In the 90s hollywood blockbuster Bruce Almighty Jim Carey plays a spiritually disillusioned average joe, who gets a chance to be God for a month because the Creator needs a break. Carey realises in two days that dealing with a couple of billion fervent requests every day for big favours is a nasty nightmare. The movie concludes with the notion that God isn’t really an ATM for granting favours. OMG, the Bollywood adaptation, has a similar theme.
The thing is most of us believe that a higher power is essentially a Santa in the sky just waiting to receive and answer our continuous stream of life-enhancing desires. This is not just restricted to our relationship with the Almighty. It seems to be the leitmotif for life itself. Ask any parent, boss or bureaucrat. There is almost a foregone expectation that these powers are obliged to grant every wish that we make.
Just to trigger a reaction I often ask people why their prayer should be answered. The usual response is that they have promised a large donation or given up alcohol or some such bribe.
In the old days, your favourite aunt might have been considered for beatification if you were prepared to cough up a bucket of ducats. This is true.

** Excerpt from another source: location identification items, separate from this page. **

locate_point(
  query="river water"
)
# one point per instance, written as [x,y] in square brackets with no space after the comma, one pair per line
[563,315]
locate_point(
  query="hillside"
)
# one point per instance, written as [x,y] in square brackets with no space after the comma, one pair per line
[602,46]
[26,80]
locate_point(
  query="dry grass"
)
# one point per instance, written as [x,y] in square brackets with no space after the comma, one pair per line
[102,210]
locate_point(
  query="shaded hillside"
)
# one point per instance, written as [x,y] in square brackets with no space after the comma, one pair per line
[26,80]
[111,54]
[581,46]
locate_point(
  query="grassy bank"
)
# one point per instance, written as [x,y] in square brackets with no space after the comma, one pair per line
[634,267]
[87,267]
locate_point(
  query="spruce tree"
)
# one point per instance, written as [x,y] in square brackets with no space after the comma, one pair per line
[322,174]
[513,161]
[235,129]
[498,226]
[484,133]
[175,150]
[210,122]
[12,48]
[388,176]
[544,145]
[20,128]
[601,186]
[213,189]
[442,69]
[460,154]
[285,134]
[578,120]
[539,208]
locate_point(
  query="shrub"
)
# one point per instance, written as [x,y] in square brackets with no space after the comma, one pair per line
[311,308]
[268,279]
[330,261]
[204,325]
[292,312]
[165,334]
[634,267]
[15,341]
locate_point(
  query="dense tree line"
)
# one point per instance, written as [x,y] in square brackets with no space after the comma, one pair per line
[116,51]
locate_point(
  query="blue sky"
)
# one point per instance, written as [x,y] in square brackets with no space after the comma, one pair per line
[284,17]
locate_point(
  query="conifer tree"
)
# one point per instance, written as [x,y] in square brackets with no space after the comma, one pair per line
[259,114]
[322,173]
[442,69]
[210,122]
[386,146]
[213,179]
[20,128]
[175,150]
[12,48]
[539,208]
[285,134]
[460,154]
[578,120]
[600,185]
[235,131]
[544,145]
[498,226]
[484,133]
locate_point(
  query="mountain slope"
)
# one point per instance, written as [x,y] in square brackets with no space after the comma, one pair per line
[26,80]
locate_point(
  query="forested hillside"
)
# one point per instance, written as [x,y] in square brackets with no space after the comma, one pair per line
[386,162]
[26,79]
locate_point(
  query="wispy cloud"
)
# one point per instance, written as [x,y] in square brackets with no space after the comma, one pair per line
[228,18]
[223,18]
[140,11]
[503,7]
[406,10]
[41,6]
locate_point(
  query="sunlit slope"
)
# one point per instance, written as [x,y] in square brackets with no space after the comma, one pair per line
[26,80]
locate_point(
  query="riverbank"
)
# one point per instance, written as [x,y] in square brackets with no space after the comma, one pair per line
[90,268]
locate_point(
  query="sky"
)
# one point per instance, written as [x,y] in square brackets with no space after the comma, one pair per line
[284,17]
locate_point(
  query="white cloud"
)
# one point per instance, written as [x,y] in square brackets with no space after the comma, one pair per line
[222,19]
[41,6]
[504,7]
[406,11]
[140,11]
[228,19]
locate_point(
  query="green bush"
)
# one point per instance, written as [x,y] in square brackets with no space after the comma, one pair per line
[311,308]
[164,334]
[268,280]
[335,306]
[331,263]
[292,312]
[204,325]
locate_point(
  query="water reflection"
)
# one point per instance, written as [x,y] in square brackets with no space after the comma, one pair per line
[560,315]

To make this interesting for myself, I opened up a dialogue with a rather religious old relative last week. Uncle Xavier, what if a father with a dozen children received non-stop requests for all manner of stuff throughout the day. He says, “Dear me, what a spoilt bunch. Imagine the cacophony, and then the stress for the poor father.” So I asked why the logic should be different for his Father in heaven. Wouldn’t He think we were a bunch of spoilt selfish brats. Pat came the response. “But He’s all powerful.” I wonder if the dozen children would think very differently.
The logic on both counts is that He can. So He must.

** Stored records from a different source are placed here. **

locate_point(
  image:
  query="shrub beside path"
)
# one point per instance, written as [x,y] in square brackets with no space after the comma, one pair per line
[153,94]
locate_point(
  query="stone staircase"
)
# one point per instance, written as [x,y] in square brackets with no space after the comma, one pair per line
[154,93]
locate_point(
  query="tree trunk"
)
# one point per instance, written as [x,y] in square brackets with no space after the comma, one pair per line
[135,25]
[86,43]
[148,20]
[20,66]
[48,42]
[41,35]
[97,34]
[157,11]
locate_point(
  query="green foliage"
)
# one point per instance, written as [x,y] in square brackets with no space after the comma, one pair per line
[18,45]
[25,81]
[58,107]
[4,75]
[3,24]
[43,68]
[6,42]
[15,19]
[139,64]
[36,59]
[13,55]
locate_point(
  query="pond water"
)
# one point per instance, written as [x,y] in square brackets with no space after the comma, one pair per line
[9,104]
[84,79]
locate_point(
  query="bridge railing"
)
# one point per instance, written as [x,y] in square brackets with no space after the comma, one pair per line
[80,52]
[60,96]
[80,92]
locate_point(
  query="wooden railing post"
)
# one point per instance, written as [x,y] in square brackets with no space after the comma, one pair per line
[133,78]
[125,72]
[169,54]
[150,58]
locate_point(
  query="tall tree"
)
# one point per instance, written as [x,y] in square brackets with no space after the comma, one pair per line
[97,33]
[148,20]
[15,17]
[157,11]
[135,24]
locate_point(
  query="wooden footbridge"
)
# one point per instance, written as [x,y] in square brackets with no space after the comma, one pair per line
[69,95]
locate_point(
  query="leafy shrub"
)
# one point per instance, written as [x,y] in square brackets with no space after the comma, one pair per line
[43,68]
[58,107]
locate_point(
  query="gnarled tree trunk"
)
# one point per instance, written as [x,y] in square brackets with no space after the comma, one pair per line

Which is why charismatic preachers and charming godmen are some of the wealthiest people in the world. Like powerful secretaries, they carefully appropriate and monetise this omnipotence to great effect.
Extend this to brands and politicians for a second. Fairness creams, ponzi schemes and identity politics work on the same sentiment. They prey on large-scale human insecurities that are in search of quick and easy salvation.
Consider for a moment why Donald Trump is an integral part of the American political landscape today. Many of us (me included) wrote him off early. Too bad. It looks like he’s the frontrunner for the Republican nomination. And why are we surprised. Reflecting the massive anti-immigrant mood in most parts of the western world today is the insecurity of middle-aged white America. His followers’ faith in Trump to play the marauding messiah in the White House is completely in tune with this sentiment. As one of Obama’s key campaign strategists put it to us recently, the most toxic politicians are those that peddle nostalgia as an antidote to progress.
Human insecurity is as old as history itself. Institutionalised religion, education, business and politics more than adequately represent this in every generation. In good times, it silently leaches on the roots of a buoyant economy, comfortably wrapped up in its exuberance. In bad times, it rears its ugly head and it takes no less than a Lech Walesa or a Jayaprakash Narayan to expose its manipulative underbelly.
The great tragedy continues to be the gross inability of our education to fight this young. To question and neutralise early prejudices. To unravel and hack the vines that crush free thought in a young mind.